Per l'occasione si preparano palline dolci di farina di riso glutinoso ripieni di sesamo, chiamati tangyuan.

La ricetta delle tangyuan


30 gr sesamo nero
30 gr zucchero
50 gr burro (o strutto, come dice la ricetta originale)
230 gr farina di riso (glutinoso)
180 ml acqua tiepida

Tostare il sesamo a fuoco medio in una padella antiaderente fino a quando non inizia a sentirsi l'aroma. Lasciarlo raffreddare, quindi tritarlo finemente (per esempio con un mixer o un mortaio). Trasferirlo nuovamente nella padella, aggiungere lo zucchero e il burro e lasciare amalgamare a fuoco basso. Bisogna ottenere un impasto denso, morbido e omogeneo. Versarlo in un piatto e far rapprendere completamente per mezz'ora circa in frigorifero.

In una ciotola, versare la farina di riso e aggiungere l'acqua fino ad ottenere un impasto liscio e non più appiccicoso (bisogna riuscire a lavorarlo agevolmente con le mani senza che rimanga attaccato alle dita). Potrebbe essere necessaria più acqua o meno acqua, in base alla consistenza ottenuta.

Formare un lungo cilindro con la pasta e tagliare tanti pezzettini della stessa grandezza, tipo gnocchi. Ottenere piccole palline dell'impasto di sesamo. Appiattire ogni pezzettino di pasta di riso formando un disco con i bordi più fini rispetto al centro, mettere al centro la pallina di ripieno al sesamo e chiudere i lembi di pasta di riso in modo che ritorni ad essere una pallina.

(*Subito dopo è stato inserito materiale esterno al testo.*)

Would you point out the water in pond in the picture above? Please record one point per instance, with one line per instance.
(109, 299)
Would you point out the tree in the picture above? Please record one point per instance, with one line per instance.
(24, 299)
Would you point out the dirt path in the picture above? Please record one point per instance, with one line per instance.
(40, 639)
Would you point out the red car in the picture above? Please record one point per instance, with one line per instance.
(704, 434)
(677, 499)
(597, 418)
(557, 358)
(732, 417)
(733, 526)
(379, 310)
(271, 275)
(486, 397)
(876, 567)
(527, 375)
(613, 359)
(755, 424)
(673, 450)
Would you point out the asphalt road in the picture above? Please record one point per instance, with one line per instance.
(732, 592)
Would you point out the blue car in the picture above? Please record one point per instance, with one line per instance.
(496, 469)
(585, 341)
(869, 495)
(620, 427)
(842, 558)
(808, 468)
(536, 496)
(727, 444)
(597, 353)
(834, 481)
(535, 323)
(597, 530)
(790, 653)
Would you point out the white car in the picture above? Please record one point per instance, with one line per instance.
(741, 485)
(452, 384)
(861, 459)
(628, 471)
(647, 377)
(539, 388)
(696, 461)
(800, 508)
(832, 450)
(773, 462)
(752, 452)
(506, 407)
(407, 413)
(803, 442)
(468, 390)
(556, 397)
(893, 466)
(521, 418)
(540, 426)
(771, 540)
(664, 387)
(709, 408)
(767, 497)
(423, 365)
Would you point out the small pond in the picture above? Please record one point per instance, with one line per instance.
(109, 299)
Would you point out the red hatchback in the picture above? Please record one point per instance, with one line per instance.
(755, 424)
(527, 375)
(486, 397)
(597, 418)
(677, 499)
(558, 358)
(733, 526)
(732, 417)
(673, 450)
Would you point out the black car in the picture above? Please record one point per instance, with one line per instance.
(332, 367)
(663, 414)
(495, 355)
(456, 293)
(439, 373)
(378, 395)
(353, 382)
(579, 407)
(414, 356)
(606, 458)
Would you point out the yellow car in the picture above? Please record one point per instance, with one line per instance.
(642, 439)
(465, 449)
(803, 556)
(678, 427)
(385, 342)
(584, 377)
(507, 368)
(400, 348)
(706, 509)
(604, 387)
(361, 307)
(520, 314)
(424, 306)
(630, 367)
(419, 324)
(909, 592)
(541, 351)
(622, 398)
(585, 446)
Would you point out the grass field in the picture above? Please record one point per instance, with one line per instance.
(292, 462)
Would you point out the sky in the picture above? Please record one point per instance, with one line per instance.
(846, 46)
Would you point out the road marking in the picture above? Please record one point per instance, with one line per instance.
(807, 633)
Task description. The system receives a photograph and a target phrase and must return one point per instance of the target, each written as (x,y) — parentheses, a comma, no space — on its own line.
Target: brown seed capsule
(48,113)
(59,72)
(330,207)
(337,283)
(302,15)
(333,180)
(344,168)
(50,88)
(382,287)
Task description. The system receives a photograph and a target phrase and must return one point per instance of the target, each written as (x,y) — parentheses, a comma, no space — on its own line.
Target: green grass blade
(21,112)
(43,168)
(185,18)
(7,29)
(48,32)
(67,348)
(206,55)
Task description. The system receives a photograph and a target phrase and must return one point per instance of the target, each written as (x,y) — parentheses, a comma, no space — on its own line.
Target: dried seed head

Far bollire dell'acqua in una pentola, zuccherala a piacere e quando bolle immergere le perle di riso. Lasciarle cuocere fino a quando non salgono a galla (proprio come gli gnocchi). Servire immediatamente insieme all'acqua di cottura. Aromatizzare con fiorellini di osmantus se disponibili, oppure con le bacche di goji (in questo caso aggiungerle quando si bolle l'acqua).

La leggenda


Ci sono molte leggende che spiegano l'origine di questa festa. Una tra tante racconta di una gru coronata, la preferita dall'Imperatore di Giada, che un giorno scappo' e ando' sulla Terra. Alcuni contadini la uccisero: l'imperatore si arrabbio' molto e promise di bruciare il villaggio dei contadini il 15imo giorno dell'anno. La figlia dell'imperatore avviso' pero' i contadini e uno di loro suggeri' di accendere le lanterne e scoppiare petardi (che evidentemente gli erano rimasti dal capodanno...) per far sembrare il villaggio in fiamme e ingannare cosi' l'imperatore. Il 14imo, il 15imo e il 16imo giorno allora il villaggio mise in pratica i suggerimenti del saggio e riusci' a ingannare le truppe dell'imperatore che erano state mandate a bruciarlo. Da quel giorno, il 15imo giorno dell'anno si scoppiano i petardi (nelle citta' dove e' ancora consentito...!) e si mandano i bambini in giro con le lanterne.
Alcune localita' e alcune zone delle citta' piu' grandi sono addobbate a festa per l'occasione e l'atmosfera e' particolarmente suggestiva.